Ma i motivi per i quali l’operazione non è andata in porto sono altri. Bisogna riferirsi a questioni finanziarie. Come sempre. Il regolamento sportivo della F1 prevede che si possa arrivare ad un massimo di 13 team iscritti. Ma non è così automatico superare l’attuale numero di 20 auto in griglia. Le dieci realtà che oggi compongono lo scacchiere del Circus iridato ritengono di aver creato un modello di business molto stabile e decisamente fruttuoso. Per se stessi.
F1. Il Patto della Concordia è blindato
Risulta pertanto complicato immaginare che le altre compagini vedano di buon occhio l’ingresso di un altro attore che deve ingurgitare una cospicua fetta di dividendi regolati da un Patto della Concordia la cui stesura ha rischiato, non più di un anno fa, di far saltare l’intero carrozzone.
Proprio questo documento decisivo per il funzionamento burocratico della F1 stabilisce che ogni nuovo team che voglia affacciarsi alla categoria debba pagare una vera e propria gabella di 200 milioni di dollari. Una bella cifra. Ma si tratta pur sempre di una soluzione unica che nel lungo periodo non copre affatto le risorse assorbite dalla presenza di un’altra scuderia.
Andretti – F1 è più di una suggestione, è un matrimonio che si sta provando a consumare. Ma l’opposizione dei team più potenti è piuttosto netta. Già Toto Wolff ebbe a lamentarsene mettendosi a capo di una frangia reazionaria che, per natura, è avversa al cambiamento. Oggi è il turno di Red Bull di uscire allo scoperto seppur con una posizione più morbida. O diplomatica visto che rinvia al 2026 l’ipotetica scelta.
F1. Red Bull: no a nuovi team, sì ad altri motoristi
Se in prima battuta si era parlato dell’ingresso di Andretti nel 2024 oggi le discussioni vengono traslate di altri due anni. “Al momento – ha spiegato Chris Horner ai microfoni di Bloomberg – abbiamo un sistema a 10 squadre che funziona molto bene. Fino al 2026 non vedo l’arrivo di nuovi team. Si tratterebbe di rilevare una delle realtà esistenti se una nuova compagine volesse entrare nel motorsport“.

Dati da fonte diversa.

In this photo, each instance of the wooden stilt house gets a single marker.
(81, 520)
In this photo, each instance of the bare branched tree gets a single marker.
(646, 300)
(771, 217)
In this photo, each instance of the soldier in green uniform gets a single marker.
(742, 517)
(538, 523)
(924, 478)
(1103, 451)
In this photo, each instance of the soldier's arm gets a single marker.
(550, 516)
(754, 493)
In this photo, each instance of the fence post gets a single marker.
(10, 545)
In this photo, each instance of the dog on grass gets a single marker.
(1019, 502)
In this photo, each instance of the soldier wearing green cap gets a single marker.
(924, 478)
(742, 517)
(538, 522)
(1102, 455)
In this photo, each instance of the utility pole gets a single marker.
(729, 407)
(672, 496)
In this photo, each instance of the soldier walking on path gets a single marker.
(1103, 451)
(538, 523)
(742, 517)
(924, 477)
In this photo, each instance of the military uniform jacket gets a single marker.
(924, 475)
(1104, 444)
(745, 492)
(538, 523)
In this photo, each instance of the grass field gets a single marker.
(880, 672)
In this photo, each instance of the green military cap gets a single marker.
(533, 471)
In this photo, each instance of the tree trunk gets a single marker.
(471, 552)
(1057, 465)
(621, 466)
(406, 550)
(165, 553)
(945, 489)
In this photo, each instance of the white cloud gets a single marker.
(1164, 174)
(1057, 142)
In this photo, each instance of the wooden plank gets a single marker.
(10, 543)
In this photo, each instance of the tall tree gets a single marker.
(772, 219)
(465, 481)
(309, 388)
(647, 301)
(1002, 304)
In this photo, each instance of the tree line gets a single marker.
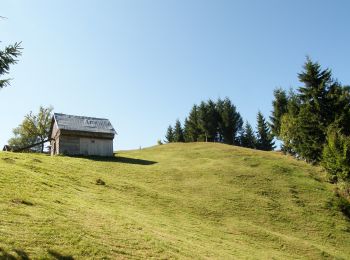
(313, 121)
(221, 122)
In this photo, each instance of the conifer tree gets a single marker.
(169, 137)
(264, 137)
(191, 126)
(280, 107)
(248, 138)
(229, 121)
(8, 57)
(208, 120)
(178, 132)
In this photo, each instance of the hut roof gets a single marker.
(83, 123)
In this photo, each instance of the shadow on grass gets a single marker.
(20, 254)
(59, 256)
(117, 159)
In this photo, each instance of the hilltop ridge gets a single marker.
(201, 200)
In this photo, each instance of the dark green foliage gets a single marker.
(8, 57)
(178, 132)
(230, 121)
(169, 137)
(302, 123)
(191, 127)
(264, 137)
(34, 128)
(248, 138)
(208, 120)
(280, 107)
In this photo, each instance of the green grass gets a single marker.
(170, 201)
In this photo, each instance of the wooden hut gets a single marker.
(80, 135)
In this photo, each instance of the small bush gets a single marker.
(336, 156)
(341, 200)
(100, 182)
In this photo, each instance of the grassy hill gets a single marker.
(171, 201)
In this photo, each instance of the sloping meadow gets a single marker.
(196, 200)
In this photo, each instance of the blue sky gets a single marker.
(143, 64)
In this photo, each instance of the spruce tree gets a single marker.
(280, 107)
(8, 57)
(248, 138)
(208, 120)
(264, 137)
(191, 127)
(229, 121)
(178, 132)
(169, 137)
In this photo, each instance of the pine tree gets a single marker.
(248, 138)
(264, 137)
(178, 132)
(280, 107)
(7, 58)
(229, 121)
(208, 120)
(191, 126)
(169, 137)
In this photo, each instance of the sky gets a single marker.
(143, 64)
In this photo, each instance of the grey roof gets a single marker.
(83, 123)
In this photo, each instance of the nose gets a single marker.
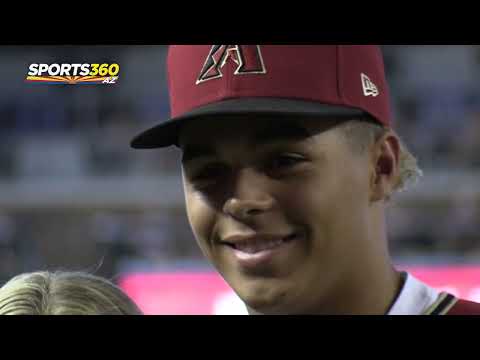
(250, 196)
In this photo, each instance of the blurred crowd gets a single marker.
(64, 132)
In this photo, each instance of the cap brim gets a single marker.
(166, 134)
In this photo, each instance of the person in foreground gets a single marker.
(64, 293)
(289, 159)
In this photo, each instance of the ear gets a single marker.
(385, 154)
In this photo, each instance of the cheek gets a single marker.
(201, 218)
(331, 202)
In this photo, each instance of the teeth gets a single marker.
(252, 248)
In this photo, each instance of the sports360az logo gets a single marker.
(73, 73)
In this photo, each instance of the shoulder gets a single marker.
(464, 307)
(447, 304)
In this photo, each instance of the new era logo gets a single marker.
(369, 88)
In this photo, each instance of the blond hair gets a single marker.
(64, 293)
(360, 133)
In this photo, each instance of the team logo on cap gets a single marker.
(369, 88)
(248, 59)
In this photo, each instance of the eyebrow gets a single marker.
(270, 134)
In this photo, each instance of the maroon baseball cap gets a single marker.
(293, 80)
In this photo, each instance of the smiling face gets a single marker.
(281, 209)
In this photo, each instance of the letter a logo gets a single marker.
(247, 58)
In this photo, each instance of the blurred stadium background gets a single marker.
(73, 195)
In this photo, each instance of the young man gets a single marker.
(289, 159)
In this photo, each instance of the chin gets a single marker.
(264, 297)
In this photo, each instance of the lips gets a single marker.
(253, 245)
(255, 251)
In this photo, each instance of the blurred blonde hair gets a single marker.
(64, 293)
(361, 133)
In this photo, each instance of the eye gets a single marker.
(208, 174)
(284, 162)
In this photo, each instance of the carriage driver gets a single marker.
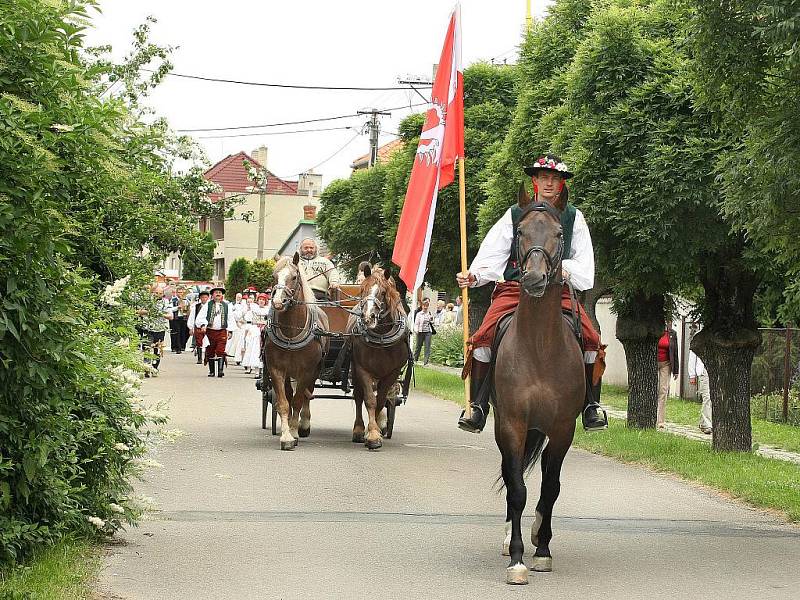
(320, 272)
(496, 259)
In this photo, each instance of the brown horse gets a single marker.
(380, 350)
(292, 350)
(539, 382)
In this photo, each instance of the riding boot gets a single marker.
(479, 399)
(594, 418)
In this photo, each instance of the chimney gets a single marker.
(260, 154)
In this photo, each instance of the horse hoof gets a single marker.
(542, 564)
(517, 575)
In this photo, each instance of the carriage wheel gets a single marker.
(390, 409)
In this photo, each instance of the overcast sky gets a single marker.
(308, 42)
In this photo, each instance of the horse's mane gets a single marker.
(286, 261)
(392, 295)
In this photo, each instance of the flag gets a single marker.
(441, 144)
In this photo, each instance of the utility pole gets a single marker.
(374, 127)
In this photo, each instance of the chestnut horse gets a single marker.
(539, 382)
(292, 350)
(380, 350)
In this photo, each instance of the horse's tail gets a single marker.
(534, 446)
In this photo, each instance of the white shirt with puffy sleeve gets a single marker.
(490, 262)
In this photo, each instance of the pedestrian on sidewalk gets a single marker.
(699, 376)
(423, 327)
(197, 333)
(216, 321)
(667, 365)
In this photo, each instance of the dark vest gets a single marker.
(567, 223)
(209, 316)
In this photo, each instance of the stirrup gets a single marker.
(598, 424)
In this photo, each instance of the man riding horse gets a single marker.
(497, 259)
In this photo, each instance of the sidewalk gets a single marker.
(673, 428)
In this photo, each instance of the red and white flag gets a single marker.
(441, 144)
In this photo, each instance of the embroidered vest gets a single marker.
(567, 223)
(210, 316)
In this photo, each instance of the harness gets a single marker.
(567, 219)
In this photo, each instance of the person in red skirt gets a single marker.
(496, 262)
(215, 320)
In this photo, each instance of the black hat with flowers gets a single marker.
(549, 162)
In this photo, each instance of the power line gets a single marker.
(321, 119)
(231, 135)
(283, 85)
(319, 164)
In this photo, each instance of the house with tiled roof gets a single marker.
(384, 153)
(263, 219)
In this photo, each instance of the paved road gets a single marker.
(240, 519)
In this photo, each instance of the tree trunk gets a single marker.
(590, 297)
(728, 365)
(728, 342)
(640, 322)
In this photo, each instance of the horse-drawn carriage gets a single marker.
(335, 380)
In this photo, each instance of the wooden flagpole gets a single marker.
(462, 197)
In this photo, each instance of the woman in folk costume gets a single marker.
(235, 348)
(216, 322)
(255, 318)
(496, 260)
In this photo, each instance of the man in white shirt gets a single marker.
(496, 260)
(320, 272)
(198, 334)
(216, 322)
(699, 376)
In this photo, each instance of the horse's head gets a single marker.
(288, 283)
(379, 297)
(540, 246)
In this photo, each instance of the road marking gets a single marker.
(597, 525)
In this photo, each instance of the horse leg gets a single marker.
(512, 448)
(282, 406)
(305, 414)
(384, 385)
(358, 425)
(374, 440)
(542, 532)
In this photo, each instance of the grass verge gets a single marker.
(759, 481)
(66, 571)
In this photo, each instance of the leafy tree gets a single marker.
(260, 276)
(85, 183)
(360, 215)
(747, 71)
(238, 276)
(198, 260)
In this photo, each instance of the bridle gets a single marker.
(553, 261)
(397, 331)
(288, 293)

Una chiusura piuttosto netta dalla quale si evince una volontà ben chiara: l’attuale Patto della Concordia non si tocca. Horner si mostra invece più aperto, anzi entusiasta, all’idea che un nuovo motorista possa affacciarsi in Formula Uno. Visione strategica interessata? Probabilmente sì.

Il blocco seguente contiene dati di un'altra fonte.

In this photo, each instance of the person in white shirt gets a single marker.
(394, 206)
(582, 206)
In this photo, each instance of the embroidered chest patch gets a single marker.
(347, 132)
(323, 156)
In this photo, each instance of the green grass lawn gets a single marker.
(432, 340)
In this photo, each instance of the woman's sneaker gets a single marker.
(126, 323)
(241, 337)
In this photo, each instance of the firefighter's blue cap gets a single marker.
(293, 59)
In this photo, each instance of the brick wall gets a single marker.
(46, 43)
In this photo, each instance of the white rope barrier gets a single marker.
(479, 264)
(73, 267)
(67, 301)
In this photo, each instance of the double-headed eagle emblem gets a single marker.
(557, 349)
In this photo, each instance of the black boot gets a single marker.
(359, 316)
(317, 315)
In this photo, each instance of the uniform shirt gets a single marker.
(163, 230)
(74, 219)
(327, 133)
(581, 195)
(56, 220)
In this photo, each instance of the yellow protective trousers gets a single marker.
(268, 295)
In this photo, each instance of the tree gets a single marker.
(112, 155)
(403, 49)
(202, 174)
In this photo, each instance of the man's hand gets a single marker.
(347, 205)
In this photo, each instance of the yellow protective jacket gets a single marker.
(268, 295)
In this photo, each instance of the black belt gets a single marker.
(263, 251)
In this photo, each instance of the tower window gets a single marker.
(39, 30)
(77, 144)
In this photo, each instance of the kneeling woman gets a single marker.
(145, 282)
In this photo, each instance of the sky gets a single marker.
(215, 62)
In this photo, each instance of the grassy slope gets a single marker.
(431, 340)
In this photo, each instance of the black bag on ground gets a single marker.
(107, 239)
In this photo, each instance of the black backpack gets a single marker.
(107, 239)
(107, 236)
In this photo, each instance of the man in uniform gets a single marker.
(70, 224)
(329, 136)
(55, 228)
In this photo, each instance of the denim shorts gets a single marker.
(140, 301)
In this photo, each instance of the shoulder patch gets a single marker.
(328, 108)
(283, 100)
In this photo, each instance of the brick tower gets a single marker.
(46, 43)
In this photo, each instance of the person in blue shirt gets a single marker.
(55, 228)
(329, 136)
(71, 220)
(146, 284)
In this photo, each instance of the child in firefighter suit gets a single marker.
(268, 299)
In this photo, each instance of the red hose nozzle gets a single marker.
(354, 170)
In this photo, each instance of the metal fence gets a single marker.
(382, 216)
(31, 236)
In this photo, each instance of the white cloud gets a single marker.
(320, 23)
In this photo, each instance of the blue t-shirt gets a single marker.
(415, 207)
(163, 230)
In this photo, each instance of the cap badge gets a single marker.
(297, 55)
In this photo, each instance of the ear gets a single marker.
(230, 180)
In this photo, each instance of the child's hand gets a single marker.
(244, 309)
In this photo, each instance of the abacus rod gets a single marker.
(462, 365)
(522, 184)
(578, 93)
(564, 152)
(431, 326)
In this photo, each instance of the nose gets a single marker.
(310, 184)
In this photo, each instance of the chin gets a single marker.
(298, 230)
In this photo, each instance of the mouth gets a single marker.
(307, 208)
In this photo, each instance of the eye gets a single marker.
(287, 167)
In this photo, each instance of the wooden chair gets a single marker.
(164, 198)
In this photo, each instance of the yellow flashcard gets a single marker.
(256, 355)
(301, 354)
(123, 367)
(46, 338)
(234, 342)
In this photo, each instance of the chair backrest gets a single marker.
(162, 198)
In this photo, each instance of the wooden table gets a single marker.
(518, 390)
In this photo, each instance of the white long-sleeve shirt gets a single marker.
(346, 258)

“Penso che sia fantastico che Audi e Porsche vogliano entrare in F1. Si tratta di marchi iconici. Stiamo entrando in un nuovo capitolo visto che diventeremo produttori di power unit. Oltre alla Ferrari saremo l’unico team ad avere motore e telaio sotto lo stesso tetto, quindi sarebbe logico intrattenere conversazioni con loro dopo che hanno dichiarato l’intenzione di entrare in questo sport“.
Horner, di fatto, chiude alla possibilità che la Volkswagen scenda in campo con un team tutto suo e offre le competenze, le strutture e l’esperienza acquisita con Honda che si sono concentrate nel nuovo reparto powertrains operativo da qualche mese in quel di Milton Keynes. Quella di Andretti, a meno che Liberty Media non intervenga a convincere i team con moneta sonante (ancora una volta i soldi), sembra al momento una scalata molto ardua.